Hélas, jugeant sans doute qu’il n’avait plus de gants à prendre avec une femme qui n’était plus rien, le chancelier refusa purement et simplement de la recevoir, alléguant qu’il avait beaucoup trop à faire pour le service de son nouvel empereur.
Écœurée par ce nouveau coup, l’impératrice refusa d’assister aux funérailles de son époux, dont elle jugeait l’apparat aussi hypocrite qu’injurieux pour elle puisqu’elle devait voir sa belle-fille y prendre le pas. Dans sa demeure elle fit célébrer un service spécial et rendit ainsi, à sa manière, hommage à celui qu’elle avait aimé par-dessus tout.
D’ailleurs, Bismarck et son élève mettaient une sorte d’acharnement à tenir le trop court règne Frédéric III comme nul et non avenu, alléguant que la santé détruite du souverain ne lui avait permis de recevoir ni la couronne royale de Prusse ni la couronne impériale, ce qui eût nécessité un voyage à Aix-la-Chapelle.

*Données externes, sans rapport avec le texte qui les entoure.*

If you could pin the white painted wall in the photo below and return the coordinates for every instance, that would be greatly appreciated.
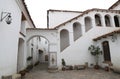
(114, 51)
(9, 35)
(57, 17)
(77, 53)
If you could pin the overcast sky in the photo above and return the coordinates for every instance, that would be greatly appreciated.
(38, 8)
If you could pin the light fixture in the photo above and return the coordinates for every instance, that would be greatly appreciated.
(6, 16)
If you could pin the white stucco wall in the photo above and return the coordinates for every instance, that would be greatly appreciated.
(57, 17)
(114, 50)
(77, 53)
(9, 35)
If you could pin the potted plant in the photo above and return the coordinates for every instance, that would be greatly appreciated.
(95, 51)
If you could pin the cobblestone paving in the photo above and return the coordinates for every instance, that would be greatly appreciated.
(38, 73)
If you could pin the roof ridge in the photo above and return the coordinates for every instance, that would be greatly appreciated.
(114, 5)
(85, 12)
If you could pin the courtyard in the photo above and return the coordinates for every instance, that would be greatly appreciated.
(40, 72)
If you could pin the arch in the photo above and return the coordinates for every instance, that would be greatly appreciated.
(106, 51)
(88, 23)
(107, 21)
(98, 20)
(64, 39)
(77, 30)
(116, 20)
(36, 36)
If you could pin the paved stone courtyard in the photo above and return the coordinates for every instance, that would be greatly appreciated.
(38, 73)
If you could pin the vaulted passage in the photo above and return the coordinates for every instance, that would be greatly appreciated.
(46, 46)
(97, 20)
(106, 51)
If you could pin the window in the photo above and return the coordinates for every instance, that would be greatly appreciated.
(88, 23)
(107, 20)
(64, 39)
(116, 20)
(106, 51)
(97, 20)
(77, 31)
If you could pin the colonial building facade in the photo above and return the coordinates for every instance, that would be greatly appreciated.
(67, 36)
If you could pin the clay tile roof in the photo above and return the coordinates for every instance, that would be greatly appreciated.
(40, 29)
(23, 1)
(86, 12)
(108, 34)
(115, 4)
(52, 10)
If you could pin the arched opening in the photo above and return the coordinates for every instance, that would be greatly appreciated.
(107, 20)
(77, 31)
(97, 20)
(38, 49)
(88, 23)
(21, 55)
(116, 20)
(106, 51)
(64, 39)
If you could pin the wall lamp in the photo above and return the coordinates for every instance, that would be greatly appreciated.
(6, 16)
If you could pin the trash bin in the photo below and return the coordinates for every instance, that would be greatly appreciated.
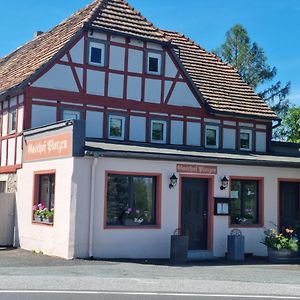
(179, 247)
(236, 246)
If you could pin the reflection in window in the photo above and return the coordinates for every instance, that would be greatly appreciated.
(244, 202)
(131, 198)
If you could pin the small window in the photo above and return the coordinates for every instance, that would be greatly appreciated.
(245, 140)
(245, 202)
(97, 54)
(154, 63)
(43, 208)
(69, 114)
(158, 131)
(131, 200)
(116, 127)
(12, 120)
(211, 136)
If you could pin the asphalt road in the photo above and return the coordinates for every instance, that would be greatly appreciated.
(36, 295)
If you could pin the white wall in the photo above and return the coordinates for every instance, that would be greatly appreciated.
(53, 240)
(42, 115)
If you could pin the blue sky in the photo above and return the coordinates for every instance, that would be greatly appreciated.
(273, 24)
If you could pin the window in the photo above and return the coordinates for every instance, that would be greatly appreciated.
(211, 136)
(69, 114)
(44, 194)
(131, 200)
(158, 131)
(245, 202)
(97, 54)
(116, 127)
(154, 63)
(12, 120)
(245, 140)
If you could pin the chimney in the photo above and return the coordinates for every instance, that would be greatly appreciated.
(38, 33)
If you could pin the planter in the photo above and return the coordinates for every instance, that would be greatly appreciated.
(282, 255)
(130, 222)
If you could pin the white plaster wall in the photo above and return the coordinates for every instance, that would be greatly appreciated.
(155, 243)
(134, 88)
(183, 96)
(94, 124)
(20, 119)
(117, 58)
(11, 152)
(56, 240)
(95, 82)
(171, 69)
(77, 52)
(137, 129)
(176, 132)
(59, 77)
(4, 123)
(193, 134)
(261, 141)
(229, 138)
(42, 115)
(19, 150)
(115, 85)
(152, 90)
(3, 153)
(135, 61)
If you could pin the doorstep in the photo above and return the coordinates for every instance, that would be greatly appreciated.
(201, 255)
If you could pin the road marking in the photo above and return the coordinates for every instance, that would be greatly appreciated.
(146, 294)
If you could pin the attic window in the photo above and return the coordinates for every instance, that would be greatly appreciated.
(154, 63)
(97, 54)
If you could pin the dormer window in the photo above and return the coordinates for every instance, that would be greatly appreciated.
(245, 140)
(158, 131)
(97, 54)
(154, 63)
(116, 127)
(211, 136)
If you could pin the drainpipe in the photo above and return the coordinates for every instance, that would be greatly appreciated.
(92, 206)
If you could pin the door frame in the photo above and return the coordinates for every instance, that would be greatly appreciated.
(279, 180)
(210, 204)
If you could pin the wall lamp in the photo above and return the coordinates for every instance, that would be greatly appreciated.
(224, 182)
(173, 181)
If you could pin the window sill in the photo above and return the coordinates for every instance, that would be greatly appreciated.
(122, 227)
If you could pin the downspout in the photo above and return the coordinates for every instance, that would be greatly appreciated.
(92, 206)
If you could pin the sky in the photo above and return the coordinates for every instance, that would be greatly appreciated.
(273, 24)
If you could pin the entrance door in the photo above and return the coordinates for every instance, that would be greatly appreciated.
(194, 204)
(289, 205)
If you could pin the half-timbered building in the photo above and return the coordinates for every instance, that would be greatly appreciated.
(144, 104)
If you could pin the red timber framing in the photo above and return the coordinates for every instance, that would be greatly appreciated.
(162, 110)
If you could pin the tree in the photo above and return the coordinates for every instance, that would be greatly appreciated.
(251, 62)
(290, 128)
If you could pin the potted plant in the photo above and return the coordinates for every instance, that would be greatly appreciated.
(281, 246)
(133, 217)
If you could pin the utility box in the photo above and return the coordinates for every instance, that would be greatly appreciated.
(236, 247)
(179, 248)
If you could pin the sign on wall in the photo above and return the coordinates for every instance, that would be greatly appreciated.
(55, 146)
(197, 169)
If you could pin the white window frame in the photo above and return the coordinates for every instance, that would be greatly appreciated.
(213, 127)
(164, 131)
(71, 111)
(159, 57)
(97, 45)
(10, 130)
(123, 127)
(250, 132)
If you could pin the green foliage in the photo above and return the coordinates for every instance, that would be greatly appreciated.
(290, 128)
(251, 62)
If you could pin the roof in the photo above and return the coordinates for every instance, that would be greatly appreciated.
(219, 85)
(188, 155)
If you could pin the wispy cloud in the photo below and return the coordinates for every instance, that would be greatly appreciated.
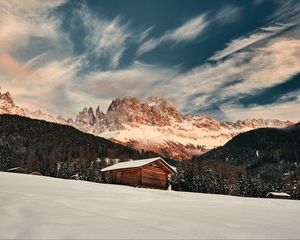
(106, 39)
(246, 41)
(186, 32)
(227, 14)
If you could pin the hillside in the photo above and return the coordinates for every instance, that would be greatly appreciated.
(151, 125)
(42, 207)
(251, 164)
(57, 150)
(260, 146)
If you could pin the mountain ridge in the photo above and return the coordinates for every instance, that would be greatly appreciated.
(152, 125)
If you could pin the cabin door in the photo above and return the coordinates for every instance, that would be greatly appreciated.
(119, 178)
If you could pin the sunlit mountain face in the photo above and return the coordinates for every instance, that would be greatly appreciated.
(229, 59)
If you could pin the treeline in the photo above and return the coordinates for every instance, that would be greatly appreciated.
(251, 164)
(57, 150)
(210, 176)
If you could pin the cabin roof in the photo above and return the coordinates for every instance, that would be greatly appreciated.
(15, 168)
(137, 164)
(279, 194)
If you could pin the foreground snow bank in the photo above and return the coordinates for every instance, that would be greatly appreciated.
(43, 207)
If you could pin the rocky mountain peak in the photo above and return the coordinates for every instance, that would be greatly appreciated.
(6, 97)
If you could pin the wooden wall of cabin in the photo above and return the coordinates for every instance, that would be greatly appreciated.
(131, 177)
(154, 176)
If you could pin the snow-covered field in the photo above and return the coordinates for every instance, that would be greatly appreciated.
(43, 207)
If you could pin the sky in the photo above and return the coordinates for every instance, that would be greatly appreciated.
(232, 59)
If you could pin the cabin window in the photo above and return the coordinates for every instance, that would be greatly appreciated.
(119, 178)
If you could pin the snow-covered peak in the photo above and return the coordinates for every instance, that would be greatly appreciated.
(153, 125)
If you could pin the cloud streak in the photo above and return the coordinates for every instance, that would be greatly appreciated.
(186, 32)
(106, 39)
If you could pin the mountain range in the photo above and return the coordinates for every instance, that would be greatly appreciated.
(152, 125)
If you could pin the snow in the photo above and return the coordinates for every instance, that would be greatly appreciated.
(43, 208)
(279, 194)
(134, 164)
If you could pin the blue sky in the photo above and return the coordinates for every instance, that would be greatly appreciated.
(230, 59)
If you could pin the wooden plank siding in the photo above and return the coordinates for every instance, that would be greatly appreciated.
(153, 175)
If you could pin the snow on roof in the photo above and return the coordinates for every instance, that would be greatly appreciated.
(135, 164)
(279, 194)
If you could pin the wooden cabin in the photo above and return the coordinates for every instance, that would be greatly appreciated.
(151, 173)
(17, 170)
(278, 195)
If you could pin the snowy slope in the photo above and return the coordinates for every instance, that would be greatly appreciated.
(43, 207)
(153, 125)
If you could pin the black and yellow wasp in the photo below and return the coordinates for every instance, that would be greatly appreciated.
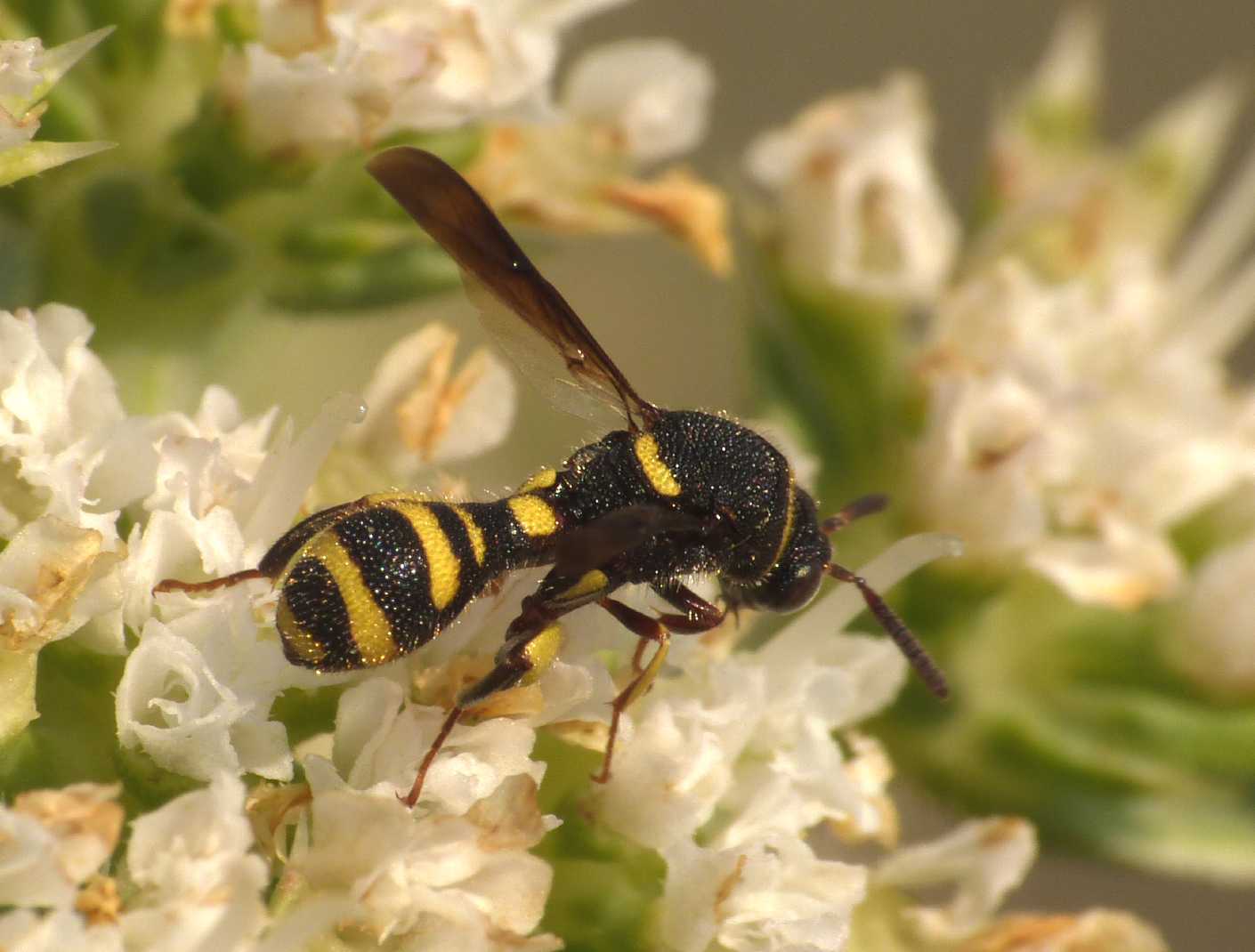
(676, 493)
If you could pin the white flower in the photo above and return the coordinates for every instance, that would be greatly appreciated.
(54, 578)
(984, 859)
(771, 894)
(198, 888)
(52, 841)
(742, 746)
(443, 882)
(55, 401)
(1090, 930)
(1072, 425)
(1211, 636)
(28, 72)
(378, 743)
(57, 931)
(651, 95)
(423, 415)
(857, 205)
(172, 705)
(376, 67)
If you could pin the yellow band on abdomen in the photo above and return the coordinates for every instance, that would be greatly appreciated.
(367, 622)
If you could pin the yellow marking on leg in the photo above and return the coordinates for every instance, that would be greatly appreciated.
(368, 625)
(296, 637)
(443, 566)
(474, 532)
(541, 480)
(657, 472)
(541, 652)
(535, 516)
(590, 582)
(645, 680)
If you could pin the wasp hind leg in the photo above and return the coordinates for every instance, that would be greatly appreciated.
(532, 641)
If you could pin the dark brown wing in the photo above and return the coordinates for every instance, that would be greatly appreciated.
(455, 214)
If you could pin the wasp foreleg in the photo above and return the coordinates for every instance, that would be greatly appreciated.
(700, 615)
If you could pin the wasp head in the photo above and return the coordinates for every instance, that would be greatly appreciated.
(795, 577)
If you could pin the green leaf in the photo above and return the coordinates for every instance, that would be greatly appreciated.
(74, 737)
(1065, 713)
(605, 887)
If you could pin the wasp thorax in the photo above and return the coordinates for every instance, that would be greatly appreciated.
(795, 577)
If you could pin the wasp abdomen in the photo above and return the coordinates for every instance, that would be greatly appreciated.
(389, 571)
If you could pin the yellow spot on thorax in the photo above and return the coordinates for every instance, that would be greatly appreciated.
(443, 566)
(474, 532)
(368, 625)
(789, 516)
(657, 472)
(544, 480)
(535, 516)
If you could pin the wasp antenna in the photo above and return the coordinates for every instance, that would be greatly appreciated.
(174, 585)
(896, 628)
(860, 507)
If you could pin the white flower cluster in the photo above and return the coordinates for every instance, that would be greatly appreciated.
(722, 769)
(28, 72)
(211, 490)
(1078, 401)
(364, 69)
(733, 761)
(1080, 404)
(856, 202)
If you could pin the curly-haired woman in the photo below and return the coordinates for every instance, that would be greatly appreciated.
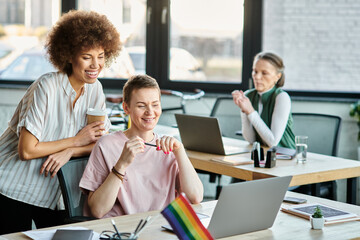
(49, 124)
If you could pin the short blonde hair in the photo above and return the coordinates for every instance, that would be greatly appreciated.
(276, 61)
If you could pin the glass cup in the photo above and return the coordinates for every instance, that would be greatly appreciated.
(301, 148)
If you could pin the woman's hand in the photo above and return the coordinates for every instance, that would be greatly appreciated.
(168, 144)
(90, 133)
(132, 147)
(55, 161)
(242, 102)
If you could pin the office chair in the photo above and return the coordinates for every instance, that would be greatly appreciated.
(323, 131)
(69, 177)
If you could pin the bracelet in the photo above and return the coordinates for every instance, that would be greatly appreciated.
(119, 175)
(116, 171)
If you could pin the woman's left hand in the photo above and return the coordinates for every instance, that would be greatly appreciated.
(55, 161)
(168, 144)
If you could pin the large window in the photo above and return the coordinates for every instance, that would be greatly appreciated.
(23, 27)
(207, 44)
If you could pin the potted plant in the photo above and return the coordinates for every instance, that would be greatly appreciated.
(317, 219)
(355, 112)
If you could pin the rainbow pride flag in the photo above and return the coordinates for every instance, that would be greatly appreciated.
(184, 221)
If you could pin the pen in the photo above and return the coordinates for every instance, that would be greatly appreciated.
(117, 232)
(136, 229)
(258, 150)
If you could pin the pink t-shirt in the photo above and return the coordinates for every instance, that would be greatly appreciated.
(151, 181)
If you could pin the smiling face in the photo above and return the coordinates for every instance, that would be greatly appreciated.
(264, 75)
(144, 109)
(86, 66)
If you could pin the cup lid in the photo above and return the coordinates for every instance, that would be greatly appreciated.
(95, 112)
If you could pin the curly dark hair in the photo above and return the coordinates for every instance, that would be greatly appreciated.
(77, 31)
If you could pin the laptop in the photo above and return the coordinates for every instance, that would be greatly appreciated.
(245, 207)
(203, 134)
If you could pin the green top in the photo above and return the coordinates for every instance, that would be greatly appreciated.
(268, 101)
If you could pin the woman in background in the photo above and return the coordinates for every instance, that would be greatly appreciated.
(266, 110)
(49, 125)
(124, 175)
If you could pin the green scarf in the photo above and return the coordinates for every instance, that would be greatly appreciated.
(268, 101)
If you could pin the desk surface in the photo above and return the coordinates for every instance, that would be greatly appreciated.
(286, 226)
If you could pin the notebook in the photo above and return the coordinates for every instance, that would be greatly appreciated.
(203, 134)
(246, 207)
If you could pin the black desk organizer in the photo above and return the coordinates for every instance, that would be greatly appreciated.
(270, 157)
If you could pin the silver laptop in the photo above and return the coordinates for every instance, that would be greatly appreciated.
(245, 207)
(203, 134)
(248, 206)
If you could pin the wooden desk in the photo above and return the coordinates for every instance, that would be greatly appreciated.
(318, 168)
(286, 226)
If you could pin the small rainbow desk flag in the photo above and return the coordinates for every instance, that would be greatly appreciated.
(184, 221)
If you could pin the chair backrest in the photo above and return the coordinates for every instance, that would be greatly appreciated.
(323, 131)
(229, 117)
(69, 177)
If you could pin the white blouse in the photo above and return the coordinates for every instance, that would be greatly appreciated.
(46, 112)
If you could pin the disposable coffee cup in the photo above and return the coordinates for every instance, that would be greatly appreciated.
(94, 115)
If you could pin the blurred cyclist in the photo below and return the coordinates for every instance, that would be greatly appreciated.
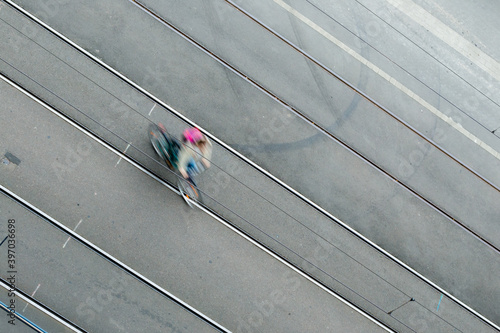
(195, 148)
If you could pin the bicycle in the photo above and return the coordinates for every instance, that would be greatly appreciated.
(168, 148)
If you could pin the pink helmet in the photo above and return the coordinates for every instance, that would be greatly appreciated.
(192, 135)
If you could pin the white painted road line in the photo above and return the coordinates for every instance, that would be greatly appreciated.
(123, 153)
(31, 296)
(448, 36)
(389, 78)
(150, 111)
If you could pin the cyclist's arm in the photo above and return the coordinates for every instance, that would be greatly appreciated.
(183, 161)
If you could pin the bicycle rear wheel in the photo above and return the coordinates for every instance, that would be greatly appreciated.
(160, 144)
(189, 191)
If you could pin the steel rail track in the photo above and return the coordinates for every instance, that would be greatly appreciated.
(207, 210)
(240, 156)
(355, 89)
(39, 306)
(325, 131)
(84, 241)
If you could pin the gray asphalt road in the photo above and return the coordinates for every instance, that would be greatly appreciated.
(273, 137)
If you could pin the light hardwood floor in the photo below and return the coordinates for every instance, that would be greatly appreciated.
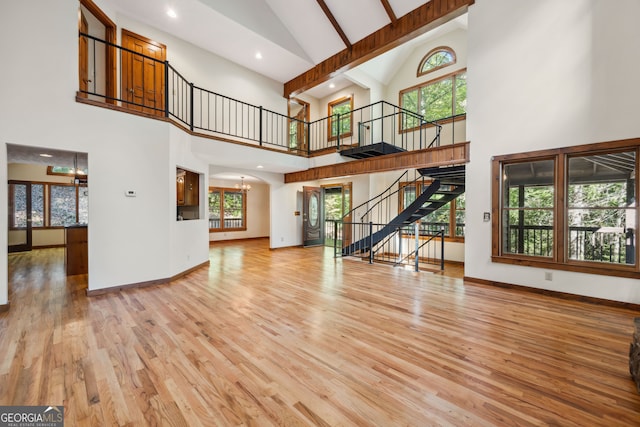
(293, 337)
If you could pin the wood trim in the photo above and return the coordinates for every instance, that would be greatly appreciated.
(390, 13)
(222, 191)
(189, 131)
(97, 292)
(559, 260)
(452, 75)
(432, 81)
(111, 54)
(575, 149)
(447, 49)
(439, 156)
(334, 22)
(422, 19)
(496, 219)
(473, 281)
(242, 239)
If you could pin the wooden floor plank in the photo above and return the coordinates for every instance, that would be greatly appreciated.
(294, 337)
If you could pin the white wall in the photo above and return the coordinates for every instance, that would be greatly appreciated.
(130, 239)
(212, 72)
(546, 74)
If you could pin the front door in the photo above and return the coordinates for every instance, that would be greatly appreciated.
(312, 217)
(20, 208)
(143, 74)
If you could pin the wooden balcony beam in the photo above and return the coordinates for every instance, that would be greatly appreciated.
(334, 22)
(440, 156)
(422, 19)
(389, 10)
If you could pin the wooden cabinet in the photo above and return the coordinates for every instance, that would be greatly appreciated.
(180, 175)
(75, 255)
(187, 188)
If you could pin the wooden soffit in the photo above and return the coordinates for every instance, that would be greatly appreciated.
(422, 19)
(440, 156)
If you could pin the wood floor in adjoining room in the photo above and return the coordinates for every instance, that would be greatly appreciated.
(295, 337)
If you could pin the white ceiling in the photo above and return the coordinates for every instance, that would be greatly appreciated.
(291, 35)
(46, 156)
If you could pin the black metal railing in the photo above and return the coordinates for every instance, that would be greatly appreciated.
(584, 244)
(200, 110)
(402, 247)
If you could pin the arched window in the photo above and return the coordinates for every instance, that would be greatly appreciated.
(436, 58)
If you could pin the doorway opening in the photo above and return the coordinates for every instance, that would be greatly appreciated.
(48, 215)
(337, 204)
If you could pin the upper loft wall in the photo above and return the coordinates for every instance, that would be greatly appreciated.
(406, 76)
(210, 71)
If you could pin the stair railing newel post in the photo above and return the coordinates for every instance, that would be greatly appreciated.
(260, 126)
(370, 242)
(335, 238)
(399, 230)
(417, 239)
(338, 129)
(442, 249)
(308, 137)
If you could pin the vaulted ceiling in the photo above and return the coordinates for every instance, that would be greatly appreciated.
(291, 36)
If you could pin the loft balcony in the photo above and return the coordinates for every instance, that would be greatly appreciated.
(374, 130)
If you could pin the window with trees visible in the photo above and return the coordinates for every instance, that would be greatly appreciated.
(528, 206)
(436, 100)
(448, 218)
(572, 208)
(437, 58)
(52, 205)
(340, 123)
(227, 209)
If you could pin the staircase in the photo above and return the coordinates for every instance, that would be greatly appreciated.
(448, 184)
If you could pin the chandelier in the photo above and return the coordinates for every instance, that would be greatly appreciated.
(242, 186)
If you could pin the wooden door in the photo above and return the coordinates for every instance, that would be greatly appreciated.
(83, 65)
(143, 74)
(312, 216)
(20, 206)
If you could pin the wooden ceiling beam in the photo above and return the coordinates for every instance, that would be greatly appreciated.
(334, 22)
(424, 18)
(389, 10)
(454, 154)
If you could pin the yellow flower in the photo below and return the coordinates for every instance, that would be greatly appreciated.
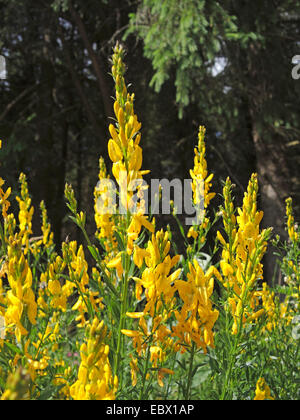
(95, 380)
(242, 255)
(197, 317)
(262, 391)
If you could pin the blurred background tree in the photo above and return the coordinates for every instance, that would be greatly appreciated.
(226, 65)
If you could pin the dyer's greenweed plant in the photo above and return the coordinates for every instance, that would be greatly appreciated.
(141, 321)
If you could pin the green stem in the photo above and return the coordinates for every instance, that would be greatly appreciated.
(3, 239)
(146, 366)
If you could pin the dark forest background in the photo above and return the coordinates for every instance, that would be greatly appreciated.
(226, 65)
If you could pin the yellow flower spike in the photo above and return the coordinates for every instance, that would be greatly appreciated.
(262, 391)
(135, 315)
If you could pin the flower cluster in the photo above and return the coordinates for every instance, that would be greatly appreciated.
(241, 259)
(95, 380)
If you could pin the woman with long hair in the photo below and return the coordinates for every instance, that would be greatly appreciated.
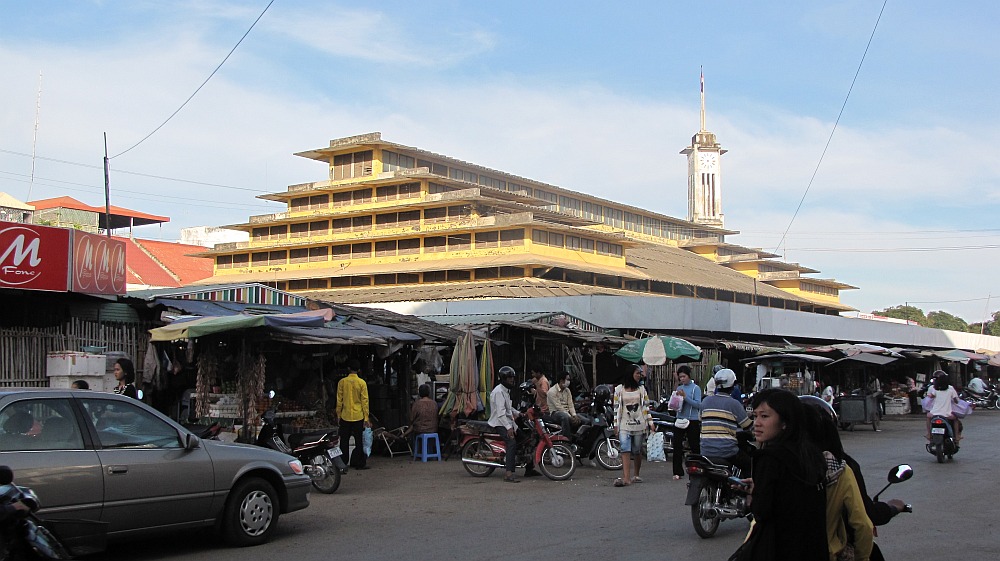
(788, 500)
(125, 374)
(944, 397)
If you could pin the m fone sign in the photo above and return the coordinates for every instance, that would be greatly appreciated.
(59, 259)
(34, 257)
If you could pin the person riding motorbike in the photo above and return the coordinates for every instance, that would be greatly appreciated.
(721, 418)
(879, 512)
(561, 408)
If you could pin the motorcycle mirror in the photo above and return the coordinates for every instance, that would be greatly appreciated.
(900, 473)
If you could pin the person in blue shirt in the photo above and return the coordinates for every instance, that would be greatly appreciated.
(688, 423)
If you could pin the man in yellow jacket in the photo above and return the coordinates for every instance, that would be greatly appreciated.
(352, 410)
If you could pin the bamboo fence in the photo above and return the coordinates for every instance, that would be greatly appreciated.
(24, 350)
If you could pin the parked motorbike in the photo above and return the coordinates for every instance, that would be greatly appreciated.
(595, 439)
(988, 400)
(943, 442)
(483, 449)
(23, 535)
(715, 492)
(319, 452)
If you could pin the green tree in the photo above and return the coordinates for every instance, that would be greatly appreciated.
(944, 320)
(909, 313)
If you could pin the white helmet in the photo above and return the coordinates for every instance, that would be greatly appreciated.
(724, 378)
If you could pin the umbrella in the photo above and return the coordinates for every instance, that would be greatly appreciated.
(463, 384)
(486, 375)
(657, 349)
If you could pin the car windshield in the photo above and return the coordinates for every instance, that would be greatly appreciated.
(124, 425)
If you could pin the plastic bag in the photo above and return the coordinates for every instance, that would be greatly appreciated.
(654, 448)
(676, 402)
(366, 441)
(961, 409)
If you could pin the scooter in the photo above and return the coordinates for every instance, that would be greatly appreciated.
(595, 439)
(319, 452)
(716, 491)
(483, 449)
(988, 400)
(23, 535)
(943, 442)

Et sa veuve d’écrire amèrement à sa mère :
« Guillaume II succède à Guillaume Ier en adoptant les mêmes systèmes, les mêmes buts, les mêmes traditions… »
Elle ne savait pas encore que Bismarck n’en avait plus pour longtemps à gouverner l’Allemagne et que les liens étroits tissés entre lui et le cher Willy commençaient à peser singulièrement à celui-ci.
À peine deux ans plus tard, Guillaume II remerciait Bismarck, après l’avoir créé duc de Lauenbourg, et l’autorisait gracieusement à faire valoir ses droits à une retraite « bien gagnée » mais que l’intéressé jugea nettement prématurée.
Il eut l’audace de venir s’en plaindre à Vicky… et reçut, bien sûr, l’accueil que l’on peut imaginer…
Celle-ci, par malheur, ne survécut pas de longues années à son cher époux. Le 24 juillet 1901, au château de Friedrichshof, elle s’éteignait à son tour, elle aussi victime d’un cancer. Elle avait soixante et un ans.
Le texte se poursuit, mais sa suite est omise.